Quanto a Hamas, con la sfida del 7 ottobre ha cercato di non essere eliminato dal gioco: cosa che la firma saudita degli Accordi di Abramo avrebbe sancito. Ma sia l’attacco a Israele, sia la reazione dello Stato ebraico, sono andati oltre le previsioni. Hamas si è così ritrovato a mettere a rischio il suo incontrastato regno, del quale, almeno a livello del suolo, sono rimasti solo lutti e macerie.

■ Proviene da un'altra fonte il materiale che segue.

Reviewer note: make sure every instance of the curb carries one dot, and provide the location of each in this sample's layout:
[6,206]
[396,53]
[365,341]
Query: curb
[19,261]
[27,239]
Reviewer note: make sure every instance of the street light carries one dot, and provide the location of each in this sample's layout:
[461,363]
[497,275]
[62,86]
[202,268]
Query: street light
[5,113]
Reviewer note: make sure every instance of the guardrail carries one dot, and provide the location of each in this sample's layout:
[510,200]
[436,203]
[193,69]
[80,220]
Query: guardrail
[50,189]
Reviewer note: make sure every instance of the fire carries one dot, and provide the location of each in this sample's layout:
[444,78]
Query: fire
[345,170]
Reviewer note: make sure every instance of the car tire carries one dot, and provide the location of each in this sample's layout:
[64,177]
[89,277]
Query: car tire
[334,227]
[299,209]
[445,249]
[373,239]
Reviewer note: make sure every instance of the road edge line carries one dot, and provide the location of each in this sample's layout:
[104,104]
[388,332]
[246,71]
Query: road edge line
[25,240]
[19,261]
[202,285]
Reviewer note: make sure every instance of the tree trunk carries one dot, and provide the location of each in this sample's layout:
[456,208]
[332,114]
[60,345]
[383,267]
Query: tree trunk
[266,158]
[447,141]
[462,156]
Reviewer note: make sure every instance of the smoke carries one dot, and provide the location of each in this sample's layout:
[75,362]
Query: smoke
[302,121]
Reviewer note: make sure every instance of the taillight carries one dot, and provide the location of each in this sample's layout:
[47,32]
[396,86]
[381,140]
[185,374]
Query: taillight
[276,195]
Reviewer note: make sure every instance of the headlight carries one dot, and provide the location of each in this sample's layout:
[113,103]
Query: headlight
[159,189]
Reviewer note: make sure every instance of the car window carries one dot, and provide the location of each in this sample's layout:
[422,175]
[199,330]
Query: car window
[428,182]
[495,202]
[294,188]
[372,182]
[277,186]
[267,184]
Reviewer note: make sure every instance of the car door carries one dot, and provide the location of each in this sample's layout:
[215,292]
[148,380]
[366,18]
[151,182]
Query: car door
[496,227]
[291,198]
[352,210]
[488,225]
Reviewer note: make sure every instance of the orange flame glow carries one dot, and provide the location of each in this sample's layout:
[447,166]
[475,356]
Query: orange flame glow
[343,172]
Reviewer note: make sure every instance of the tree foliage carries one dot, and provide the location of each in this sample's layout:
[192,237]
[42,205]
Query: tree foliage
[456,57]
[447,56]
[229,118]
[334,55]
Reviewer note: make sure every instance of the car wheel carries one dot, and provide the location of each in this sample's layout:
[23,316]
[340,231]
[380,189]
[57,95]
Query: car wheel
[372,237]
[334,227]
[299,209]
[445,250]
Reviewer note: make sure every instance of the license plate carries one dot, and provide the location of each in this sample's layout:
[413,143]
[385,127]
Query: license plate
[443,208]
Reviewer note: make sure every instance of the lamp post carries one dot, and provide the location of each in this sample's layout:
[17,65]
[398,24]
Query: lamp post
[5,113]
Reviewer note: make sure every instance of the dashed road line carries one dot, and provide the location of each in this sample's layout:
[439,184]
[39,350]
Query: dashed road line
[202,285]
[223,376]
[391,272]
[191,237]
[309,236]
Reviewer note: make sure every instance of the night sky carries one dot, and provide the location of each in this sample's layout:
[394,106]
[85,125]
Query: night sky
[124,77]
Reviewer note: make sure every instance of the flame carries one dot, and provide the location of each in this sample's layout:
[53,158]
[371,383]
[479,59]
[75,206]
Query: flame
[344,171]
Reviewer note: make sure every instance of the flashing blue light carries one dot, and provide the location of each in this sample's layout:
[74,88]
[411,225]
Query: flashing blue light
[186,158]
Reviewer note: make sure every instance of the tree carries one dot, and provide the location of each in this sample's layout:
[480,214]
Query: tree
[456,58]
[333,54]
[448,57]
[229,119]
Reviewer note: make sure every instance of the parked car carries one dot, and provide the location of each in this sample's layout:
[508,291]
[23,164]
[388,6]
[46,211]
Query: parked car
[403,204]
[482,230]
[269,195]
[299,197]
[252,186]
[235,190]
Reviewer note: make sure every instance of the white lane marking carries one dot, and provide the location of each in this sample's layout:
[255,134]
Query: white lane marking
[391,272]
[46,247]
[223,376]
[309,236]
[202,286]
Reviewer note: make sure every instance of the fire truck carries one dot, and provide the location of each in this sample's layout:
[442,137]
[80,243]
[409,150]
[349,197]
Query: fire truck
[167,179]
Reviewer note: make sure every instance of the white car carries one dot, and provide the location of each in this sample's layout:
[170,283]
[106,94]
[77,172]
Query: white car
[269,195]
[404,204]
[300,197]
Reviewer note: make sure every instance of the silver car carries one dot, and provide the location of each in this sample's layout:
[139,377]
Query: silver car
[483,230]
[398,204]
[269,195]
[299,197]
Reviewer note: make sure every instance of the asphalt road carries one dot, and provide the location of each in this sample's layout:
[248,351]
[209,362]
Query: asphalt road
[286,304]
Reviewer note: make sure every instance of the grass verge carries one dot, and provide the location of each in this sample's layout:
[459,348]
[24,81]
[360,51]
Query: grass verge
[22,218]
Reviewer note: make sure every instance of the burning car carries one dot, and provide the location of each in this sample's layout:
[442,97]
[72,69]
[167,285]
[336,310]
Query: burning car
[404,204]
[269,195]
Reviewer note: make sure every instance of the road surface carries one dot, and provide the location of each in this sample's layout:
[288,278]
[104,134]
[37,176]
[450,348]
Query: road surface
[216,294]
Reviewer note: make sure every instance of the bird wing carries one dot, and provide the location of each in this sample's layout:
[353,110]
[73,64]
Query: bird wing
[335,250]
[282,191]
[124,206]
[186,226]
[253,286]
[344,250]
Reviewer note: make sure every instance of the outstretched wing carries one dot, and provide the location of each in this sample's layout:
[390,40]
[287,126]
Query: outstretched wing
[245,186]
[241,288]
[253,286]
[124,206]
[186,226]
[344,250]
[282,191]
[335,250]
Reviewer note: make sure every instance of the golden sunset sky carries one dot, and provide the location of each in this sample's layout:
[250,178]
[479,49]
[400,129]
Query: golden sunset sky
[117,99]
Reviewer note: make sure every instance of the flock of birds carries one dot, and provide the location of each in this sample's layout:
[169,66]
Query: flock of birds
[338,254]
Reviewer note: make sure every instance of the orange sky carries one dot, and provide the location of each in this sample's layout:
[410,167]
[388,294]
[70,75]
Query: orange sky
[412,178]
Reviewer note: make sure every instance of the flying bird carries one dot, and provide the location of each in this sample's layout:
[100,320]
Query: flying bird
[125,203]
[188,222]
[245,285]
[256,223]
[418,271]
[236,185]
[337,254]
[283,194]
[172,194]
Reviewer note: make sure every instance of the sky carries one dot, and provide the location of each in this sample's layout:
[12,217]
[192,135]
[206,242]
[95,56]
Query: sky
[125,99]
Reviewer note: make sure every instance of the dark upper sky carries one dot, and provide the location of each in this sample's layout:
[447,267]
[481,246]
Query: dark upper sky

Possibile che, dopo aver pagato un simile prezzo, si limiti ora a siglare un accordo che prevede una tregua contro il rilascio degli ostaggi superstiti, senza alcuna certezza che non riprendano le ostilità? Sinwar chiede il ritiro totale da Gaza di Israele, dunque l’ammissione della sua sconfitta politica e militare. Puntando poi capitalizzare la tregua per ricostituire le fila dell’organizzazione e partecipare all’eventuale negoziato per la nascita di uno stato palestinese, fatto balenare da Biden, in cui Hamas non avrebbe un ruolo centrale ma nemmeno di seconda fila.
La vera posta in gioco
Nella trattativa, dunque, la posta in gioco è più alta della sola tregua a Gaza. Da qui la difficoltà a di entrambi i contendenti a dire si all’intesa. Sono consapevoli che qualcuno uscirà strategicamente sconfitto da questa partita. Usa, Egitto e Qatar, parlano di «scuse e ritardi» per rendere conto del fallimento di questa tornata a Doha.
Ma almeno Washington dovrebbe sapere che se non si riesce a premere efficacemente sulle parti, alleate o meno, le esortazioni non bastano: condizione, peraltro, legata al doppio ruolo di mediatore e principale alleato di una delle parti. Spesso la più recalcitrante.